(Paris) « J’aime beaucoup le chaos, le brouillon, et j’ai aussi un rapport très fort avec la mémoire et le passé », confie à l’AFP le chorégraphe français Boris Charmatz, invité « complice » du prochain Festival d’Avignon lors duquel il expérimentera une danse géante en cercles.

À la tête du Tanztheater Pina Bausch à Wuppertal, en Allemagne, depuis bientôt deux ans, il est attendu pour cette 78e édition, du 29 juin au 21 juillet à Avignon, d’une des plus importantes manifestations de théâtre et spectacle vivant au monde, organisée dans le sud-est de la France.

Il y dévoilera pas moins de trois projets et sera présent du premier au dernier jour. Il y aura d’abord cet objet dansant non identifié, Cercles, un atelier XXL à ciel ouvert de transmission de danses en cercles avec 200 personnes professionnelles et amatrices, destiné à devenir une « future pièce ».

« Une des formes les plus archaïques », mais aussi « modernes, de danser, c’est de se mettre ensemble en cercle », explique l’artiste, dont les projets aiment « questionner la notion d’assemblée : comment est-ce qu’on se met ensemble ? Comment on débat ? ».  

Pour lui, « dans ce moment de grandes angoisses – angoisse de guerre, climatique, économique, sociale – on a besoin de faire naître de l’énergie ensemble ».

Boris Charmatz présentera par ailleurs Liberté cathédrale, première création menée conjointement avec le Tanztheater et des danseurs de son association française Terrain, actuellement au théâtre du Châtelet, dans le centre de Paris, jusqu’au 18 avril.  

Ce spectacle – interprété par le passé dans une église ou une usine – sera cette fois dansé en plein air, sur l’herbe d’un terrain de football. Acoustique, éclairage, place des spectateurs, tout sera « repensé », dit-il.  

« Fantômes »

« J’aime que mes spectacles migrent », détaille celui qui fait profession d’investir « l’espace public », d’« être dans les paysages », que ce soit à Avignon ou au sein de « paysages marqués par le charbon, l’acier, le textile, les crises ».

Passé par l’école de danse de l’Opéra de Paris, puis par le Conservatoire de Lyon, Boris Charmatz a fait ses débuts avec la danseuse et chorégraphe Régine Chopinot, figure historique de la Nouvelle danse française des années 80.  

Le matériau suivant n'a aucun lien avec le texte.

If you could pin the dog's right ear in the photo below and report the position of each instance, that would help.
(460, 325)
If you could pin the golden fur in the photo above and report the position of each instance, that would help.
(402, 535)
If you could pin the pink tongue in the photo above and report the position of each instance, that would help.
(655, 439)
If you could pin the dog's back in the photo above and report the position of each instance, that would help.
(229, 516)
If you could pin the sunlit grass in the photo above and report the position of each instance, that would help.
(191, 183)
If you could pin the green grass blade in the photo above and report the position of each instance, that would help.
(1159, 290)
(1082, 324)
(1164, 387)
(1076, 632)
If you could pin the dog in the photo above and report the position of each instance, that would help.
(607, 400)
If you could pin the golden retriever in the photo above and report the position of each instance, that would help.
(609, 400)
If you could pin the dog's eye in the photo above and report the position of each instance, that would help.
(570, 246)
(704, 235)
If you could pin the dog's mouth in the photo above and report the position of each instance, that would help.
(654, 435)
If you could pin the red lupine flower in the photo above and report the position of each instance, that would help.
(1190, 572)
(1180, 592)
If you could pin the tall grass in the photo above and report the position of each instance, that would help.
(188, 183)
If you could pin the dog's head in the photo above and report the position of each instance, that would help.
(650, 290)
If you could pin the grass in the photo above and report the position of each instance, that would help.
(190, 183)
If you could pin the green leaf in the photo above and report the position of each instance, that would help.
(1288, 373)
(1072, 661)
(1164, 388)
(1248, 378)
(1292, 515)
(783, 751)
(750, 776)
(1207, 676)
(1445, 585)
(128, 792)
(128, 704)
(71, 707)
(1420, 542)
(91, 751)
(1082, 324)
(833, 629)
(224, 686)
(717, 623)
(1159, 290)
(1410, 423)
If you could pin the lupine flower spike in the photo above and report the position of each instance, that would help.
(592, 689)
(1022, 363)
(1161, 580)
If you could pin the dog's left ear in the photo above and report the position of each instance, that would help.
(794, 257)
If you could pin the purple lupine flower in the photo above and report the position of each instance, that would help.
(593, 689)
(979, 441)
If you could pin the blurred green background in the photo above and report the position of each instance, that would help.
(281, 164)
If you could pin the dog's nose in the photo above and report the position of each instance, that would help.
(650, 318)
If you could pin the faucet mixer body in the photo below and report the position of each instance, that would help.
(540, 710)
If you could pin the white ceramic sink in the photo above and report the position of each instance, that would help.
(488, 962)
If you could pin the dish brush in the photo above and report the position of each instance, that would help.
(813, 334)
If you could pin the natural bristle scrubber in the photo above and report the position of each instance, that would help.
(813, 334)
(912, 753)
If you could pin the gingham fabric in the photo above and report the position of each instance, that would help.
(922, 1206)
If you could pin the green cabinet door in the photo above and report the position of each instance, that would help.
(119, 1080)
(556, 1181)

Lui qui a, entre autres, été interprète pour la danseuse et chorégraphe belge Anne Teresa De Keersmaeker, figure majeure de la danse contemporaine, a aujourd’hui 51 ans. Soit exactement le même âge que la troupe du Tanztheater, « qui tourne », mais comprend en permanence une trentaine de danseurs.

Son style ? « J’aime beaucoup le chaos, le brouillon, l’improvisation, mais j’aime que ça soit en rapport avec l’histoire, la mémoire, le passé », décrit-il.  

« Quand j’ai commencé la danse, on me disait : “Si tu danses pour d’autres, tu ne vas pas faire ton propre travail”. Au contraire, c’est dans le dialogue avec d’autres écritures que j’ai pu inventer ma manière », déroule-t-il. « J’ai compris que les sensations passées, les fantômes, pouvaient être de vrais partenaires de jeux pour inventer ».

Forever, le troisième de ses projets proposés à Avignon, se veut d’ailleurs une immersion de sept heures dans Café Müller (1978), ballet culte de la chorégraphe allemande Pina Bausch, où, dans un désordre de chaises et de tables, les corps « se cherchent, se trouvent et ne se trouvent pas ».  

Pas de fantômes cette fois : seront invités sur le plateau quelques-uns des danseurs légendaires (temporairement plus à la retraite) de Pina Bausch, tels Nazareth Panadero, Helena Pikon, ou Jean-Laurent Sasportes.